An association between low education level and an increased risk of metabolic syndrome was recently reported among middle-aged women from Sweden (1). Because the statistics of cardiovascular mortality in Hungary—in sharp contrast to other countries (2)—are discouraging (3), and because metabolic syndrome can contribute to accelerated atherosclerosis (4), it is considered worthwhile to screen subjects to detect early signs of metabolic syndrome in our country. We performed a mass screening to evaluate the clinical features of metabolic syndrome in northwest Hungary (5), and the cohort proved to be large enough to allow subgroup analysis to assess the relationship between education level and clinical characteristics of metabolic syndrome.

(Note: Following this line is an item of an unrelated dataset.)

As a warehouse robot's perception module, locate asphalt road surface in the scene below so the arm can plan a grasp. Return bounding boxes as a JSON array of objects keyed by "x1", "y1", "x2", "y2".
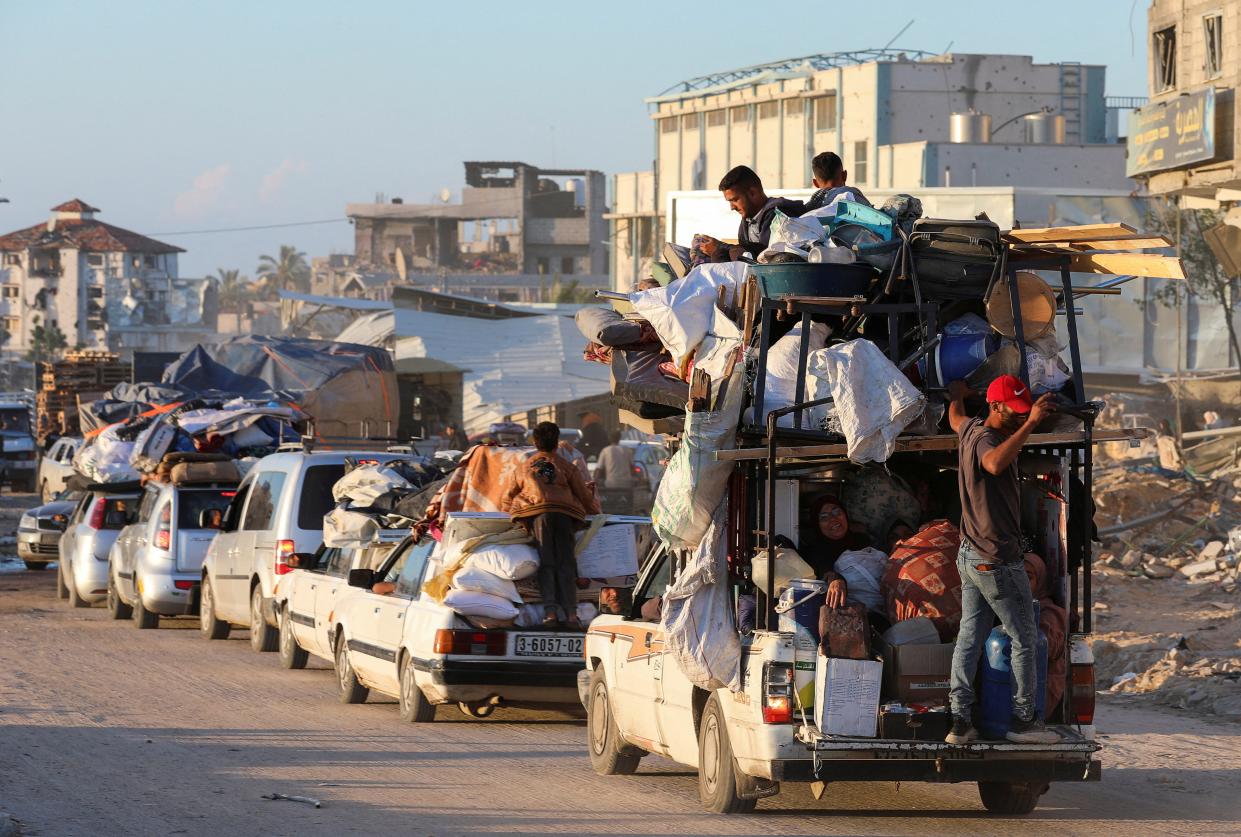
[{"x1": 0, "y1": 511, "x2": 1241, "y2": 837}]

Originally, the aim of the screening procedure was to identify subjects with hyperinsulinemia (serum fasting insulin >15 μU/ml and/or postchallenge insulin >45 μU/ml at 120 min after 75 g glucose) because hyperinsulinemia is one of the characteristic features of metabolic syndrome and can contribute to accelerated cardiovascular events (6). In our screening procedure, subjects of both sexes (aged 20–65 years) were referred to our center by general practitioners, and at least one of the following clinical characteristics was applied for inclusion: hypertension (subjects with actual blood pressure ≥140/90 mmHg [mean of three consecutive values] or with antihypertensive treatment irrespective of actual blood pressure measurement); obesity (BMI >30.0 kg/m2); elevated waist-to-hip ratio (WHR; >0.85 in women and >0.90 in men); or positive family history of diabetes, obesity, hypertension, or cardiovascular events. Known diabetic patients were excluded from the study. Anthropometric data and blood pressure values were registered, fasting blood samples were taken, and an oral glucose tolerance test with 75 g glucose was performed. Subjects were classified according to the categories of glucose intolerance (World Health Organization criteria) based on postchallenge 120-min glucose values, and normo- and hyperinsulinemia were based on the plasma insulin values measured. Education levels (low: primary school; middle: high school; high: university) of screened subjects were assessed by questionnaires.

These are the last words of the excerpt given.